Atmosphère Internationale
la lettre de veille stratégique du commerce international
 Thème ECONOMIE
 Pays INDE  Date décembre 2013

Inde : quel "karma" pour les forces vives du sous-continent ?

Synthèse : 1.2 milliard d'habitants en 2012, 1.65 dans 50 ans : l'Inde deviendra le pays le plus peuplé de la planète vers 2030, devant la Chine ! Avec une population constituée pour moitié de moins de 25 ans, le pays possède un fabuleux potentiel de développement : atout précieux en termes de dynamisme économique, mais gigantesque défi social qui implique de profondes mutations systémiques et culturelles...

Le nombre d'actifs indiens va augmenter de 30% d'ici à 2020 : heureux présage ou mauvais karma ?

Pour l'OMC (cf. Atmosphère Internationale de décembre 2013) et le gouvernement indien, c'est une chance indubitable : une pyramide des âges dont la base se situe massivement entre 15 et 35 ans représente une grande réserve de main d'œuvre et de consommateurs.
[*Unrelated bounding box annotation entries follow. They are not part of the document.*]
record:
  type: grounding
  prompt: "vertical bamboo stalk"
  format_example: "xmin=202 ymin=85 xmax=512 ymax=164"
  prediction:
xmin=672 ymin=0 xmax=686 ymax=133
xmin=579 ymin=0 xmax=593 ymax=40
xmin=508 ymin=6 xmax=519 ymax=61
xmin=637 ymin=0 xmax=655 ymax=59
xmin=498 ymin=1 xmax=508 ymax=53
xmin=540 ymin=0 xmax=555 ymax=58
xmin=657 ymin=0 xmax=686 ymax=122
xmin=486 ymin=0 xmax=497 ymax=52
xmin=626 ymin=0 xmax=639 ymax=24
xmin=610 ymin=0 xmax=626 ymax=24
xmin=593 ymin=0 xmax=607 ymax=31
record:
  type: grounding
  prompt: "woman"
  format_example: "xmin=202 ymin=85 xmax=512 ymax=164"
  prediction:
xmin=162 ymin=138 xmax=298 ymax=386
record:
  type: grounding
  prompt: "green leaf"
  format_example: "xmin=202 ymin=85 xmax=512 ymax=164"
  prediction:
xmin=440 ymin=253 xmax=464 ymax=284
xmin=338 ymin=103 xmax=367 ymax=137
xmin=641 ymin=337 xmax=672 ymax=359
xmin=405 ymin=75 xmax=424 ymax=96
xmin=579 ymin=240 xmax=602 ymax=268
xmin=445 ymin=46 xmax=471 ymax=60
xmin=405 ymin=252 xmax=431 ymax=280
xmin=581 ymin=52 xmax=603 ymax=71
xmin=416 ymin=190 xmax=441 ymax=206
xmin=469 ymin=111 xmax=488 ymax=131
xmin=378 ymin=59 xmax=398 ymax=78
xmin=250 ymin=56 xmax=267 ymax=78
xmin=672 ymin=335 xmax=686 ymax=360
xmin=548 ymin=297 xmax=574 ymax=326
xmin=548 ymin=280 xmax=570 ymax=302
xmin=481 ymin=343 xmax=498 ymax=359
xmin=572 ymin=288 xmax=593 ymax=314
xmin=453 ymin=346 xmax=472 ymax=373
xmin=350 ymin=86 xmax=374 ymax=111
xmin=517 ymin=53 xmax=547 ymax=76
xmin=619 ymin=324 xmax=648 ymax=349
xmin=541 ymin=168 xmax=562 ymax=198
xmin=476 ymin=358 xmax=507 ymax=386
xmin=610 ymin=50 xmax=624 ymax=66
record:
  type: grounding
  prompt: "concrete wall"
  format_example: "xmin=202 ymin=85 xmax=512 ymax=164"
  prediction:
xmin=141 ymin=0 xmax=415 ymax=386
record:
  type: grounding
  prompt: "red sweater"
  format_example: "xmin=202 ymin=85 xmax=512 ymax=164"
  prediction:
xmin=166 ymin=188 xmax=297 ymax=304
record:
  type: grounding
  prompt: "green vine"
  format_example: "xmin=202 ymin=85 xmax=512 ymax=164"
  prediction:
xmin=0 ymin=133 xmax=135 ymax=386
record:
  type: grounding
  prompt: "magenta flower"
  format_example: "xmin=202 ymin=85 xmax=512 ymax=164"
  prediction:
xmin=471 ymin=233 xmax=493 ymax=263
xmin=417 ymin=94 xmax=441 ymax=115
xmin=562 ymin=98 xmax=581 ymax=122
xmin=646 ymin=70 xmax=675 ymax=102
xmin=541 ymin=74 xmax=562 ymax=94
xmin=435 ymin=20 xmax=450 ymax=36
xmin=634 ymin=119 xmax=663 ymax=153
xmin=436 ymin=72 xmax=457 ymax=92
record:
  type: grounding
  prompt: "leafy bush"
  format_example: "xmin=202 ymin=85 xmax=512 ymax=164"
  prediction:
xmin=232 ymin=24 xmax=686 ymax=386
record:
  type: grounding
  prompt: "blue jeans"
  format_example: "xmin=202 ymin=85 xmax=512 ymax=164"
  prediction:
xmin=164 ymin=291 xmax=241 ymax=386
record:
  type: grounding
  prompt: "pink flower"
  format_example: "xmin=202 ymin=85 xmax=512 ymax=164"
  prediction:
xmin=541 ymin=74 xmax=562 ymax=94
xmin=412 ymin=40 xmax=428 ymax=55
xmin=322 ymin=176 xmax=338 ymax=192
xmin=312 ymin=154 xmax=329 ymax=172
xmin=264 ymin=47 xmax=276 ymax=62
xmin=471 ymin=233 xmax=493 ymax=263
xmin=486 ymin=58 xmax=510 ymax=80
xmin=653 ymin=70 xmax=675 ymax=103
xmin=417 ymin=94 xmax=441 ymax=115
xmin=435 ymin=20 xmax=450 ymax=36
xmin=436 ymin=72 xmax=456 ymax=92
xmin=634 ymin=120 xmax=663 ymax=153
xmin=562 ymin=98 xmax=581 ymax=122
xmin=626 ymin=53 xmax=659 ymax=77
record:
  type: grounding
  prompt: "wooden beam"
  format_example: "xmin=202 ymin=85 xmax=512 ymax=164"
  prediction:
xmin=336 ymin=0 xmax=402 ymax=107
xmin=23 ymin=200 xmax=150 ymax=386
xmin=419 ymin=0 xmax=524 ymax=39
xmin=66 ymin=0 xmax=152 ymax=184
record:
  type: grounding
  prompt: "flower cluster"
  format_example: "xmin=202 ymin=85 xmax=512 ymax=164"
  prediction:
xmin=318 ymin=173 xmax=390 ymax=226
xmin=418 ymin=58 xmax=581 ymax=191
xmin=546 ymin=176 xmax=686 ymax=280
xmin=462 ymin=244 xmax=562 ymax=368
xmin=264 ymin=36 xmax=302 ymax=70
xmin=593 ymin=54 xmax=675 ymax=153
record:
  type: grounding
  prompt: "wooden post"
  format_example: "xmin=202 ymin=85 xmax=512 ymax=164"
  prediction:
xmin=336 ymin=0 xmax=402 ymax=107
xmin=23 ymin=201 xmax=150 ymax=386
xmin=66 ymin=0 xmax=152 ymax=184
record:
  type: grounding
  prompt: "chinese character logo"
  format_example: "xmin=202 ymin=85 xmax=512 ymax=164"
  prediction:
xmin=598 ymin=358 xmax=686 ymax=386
Plus d'actifs = plus de production, plus de revenu, plus d'épargne, plus d'investissement dans l'éducation et la santé, etc…

Mais la logique sociale actuelle est toute autre :

  • 1 million de nouveaux emplois à créer chaque mois
  • 40% des jeunes de plus de 15 ans ne savent ni lire ni écrire
  • seulement 16% accèdent à l'enseignement supérieur.
  • 70% des femmes ne travaillent pas (contre moins de 30% en Chine), tradition oblige
  • c'est l'informatique qui attire les jeunes diplômés aux dépends des secteurs industriels et techniques où les ouvriers qualifiés se font de plus en plus rares.


  • En octobre 2013, quelques hommes d'affaires et intellectuels de la communauté Dalit (intouchables), conscients de cette épée de Damoclès que représente l'arrivée massive des jeunes actifs sur le marché du travail, auraient lancé une campagne en faveur de l'enseignement obligatoire de l'anglais dès le premier âge.
    Avis de l'expert : Un bonus démographique qu'il convient de classer "potentiel". Pour qu'il se concrétise en termes de développement économique, le niveau de l'éducation et de la formation professionnelle doit être impérativement relevé et adapté aux nouveaux axes de développement. Un enjeu colossal pour le pays, faute de quoi l'insatisfaction et la frustration d'une population jeune et nombreuse pourrait tourner au chaos.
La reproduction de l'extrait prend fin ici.